Suite à l’« appel des coquelicots », des centaines de rassemblements devant les mairies se tiendront demain vendredi 5 octobre dans toute la France. Le manifeste Nous voulons des coquelicots du journaliste indépendant spécialiste de l’environnement Fabrice Nicolino, demandant l’interdiction immédiate de tous les pesticides de synthèse, a été publié ce 12 septembre par la maison d’édition Les liens qui libèrent. Il a été écrit avec un militant écologiste, François Veillerette. Ce manifeste, associé à une pétition, est formulé comme un cri : « Nous ne reconnaissons plus notre pays. La nature y est défigurée. Le tiers des oiseaux ont disparu en quinze ans ; la moitié des papillons en vingt ans ; les abeilles et les pollinisateurs meurent par milliards ; les grenouilles et les sauterelles semblent comme évanouies ; les fleurs sauvages deviennent rares », y lit-on. En un peu plus de quinze jours, la pétition, relayée par Charlie Hebdo – Fabrice Nicolino est un ancien collaborateur de Charlie Hebdo, un rescapé de l’attentat de janvier 2015 – a été signée par 250 000 personnes. Signe d’une importante mobilisation citoyenne ? Cela peut-il faire bouger les lignes ? Interview.

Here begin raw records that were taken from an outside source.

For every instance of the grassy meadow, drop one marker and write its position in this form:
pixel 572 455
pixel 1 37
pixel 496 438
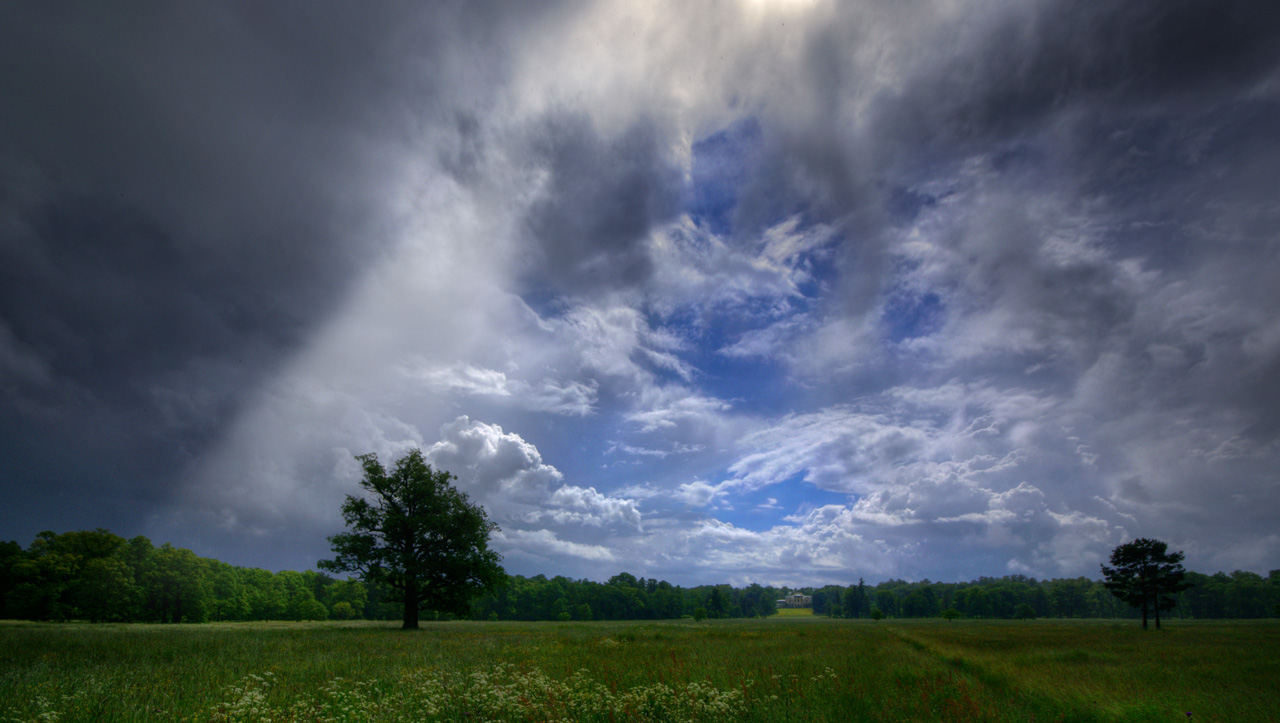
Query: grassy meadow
pixel 785 668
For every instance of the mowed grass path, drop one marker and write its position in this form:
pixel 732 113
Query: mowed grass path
pixel 804 668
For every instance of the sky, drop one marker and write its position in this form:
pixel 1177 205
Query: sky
pixel 791 292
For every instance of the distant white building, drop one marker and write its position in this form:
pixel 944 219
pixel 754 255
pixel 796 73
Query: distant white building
pixel 796 600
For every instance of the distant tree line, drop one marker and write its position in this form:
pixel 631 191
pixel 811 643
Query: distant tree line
pixel 1237 595
pixel 103 577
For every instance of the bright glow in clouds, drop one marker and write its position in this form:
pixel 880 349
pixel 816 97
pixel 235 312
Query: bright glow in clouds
pixel 784 292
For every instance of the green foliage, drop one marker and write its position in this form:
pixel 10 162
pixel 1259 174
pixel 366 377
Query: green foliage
pixel 1144 575
pixel 809 668
pixel 420 536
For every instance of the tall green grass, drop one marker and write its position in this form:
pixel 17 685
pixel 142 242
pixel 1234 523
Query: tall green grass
pixel 780 668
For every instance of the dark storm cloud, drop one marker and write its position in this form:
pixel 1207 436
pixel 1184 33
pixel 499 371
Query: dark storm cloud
pixel 603 196
pixel 186 192
pixel 1032 64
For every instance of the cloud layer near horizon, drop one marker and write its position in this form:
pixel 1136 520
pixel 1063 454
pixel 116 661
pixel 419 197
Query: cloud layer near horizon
pixel 780 292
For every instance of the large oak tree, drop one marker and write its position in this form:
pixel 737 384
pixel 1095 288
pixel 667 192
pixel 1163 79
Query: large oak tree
pixel 1147 576
pixel 419 535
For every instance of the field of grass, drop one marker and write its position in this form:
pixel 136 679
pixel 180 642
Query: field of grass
pixel 809 669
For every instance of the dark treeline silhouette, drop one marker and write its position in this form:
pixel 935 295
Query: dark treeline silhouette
pixel 103 577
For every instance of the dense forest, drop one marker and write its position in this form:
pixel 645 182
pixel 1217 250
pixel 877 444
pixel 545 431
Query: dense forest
pixel 103 577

Pensez-vous qu’une mobilisation citoyenne puisse entraîner celle des politiques ? On connaît la façon dont l’interdiction du glyphosate a été rejetée par l’Assemblée le 14 septembre dernier.

Je n’ai plus confiance en les politiques. Tous, toutes couleurs confondues, ont toujours soutenu les pesticides. Même si des anciens ministres ont signé l’appel, ils ne seront jamais mis en avant. Je leur demande de signer en tant que citoyen français. Le moment est venu de rassembler ceux qui ont conscience que le monde des pesticides est une industrie de mort. Une industrie qui a échappé au contrôle des humains. Jusqu’ici, à chaque fois qu’un type de pesticide a été interdit, il a été remplacé par un autre, tout aussi voire plus nocif que le précédent. Maintenant, il faut tous les interdire sans exception..  On sait par les dernières études du CNRS et du Muséum national d’Histoire naturelle que le tiers des oiseaux a disparu et que leur rythme de disparition s’accélère. Tout disparaît à une vitesse fulgurante. C’est un drame à dimension biblique, une apocalypse.

250 000 signatures en plus de quinze jours. Cela vous étonne ?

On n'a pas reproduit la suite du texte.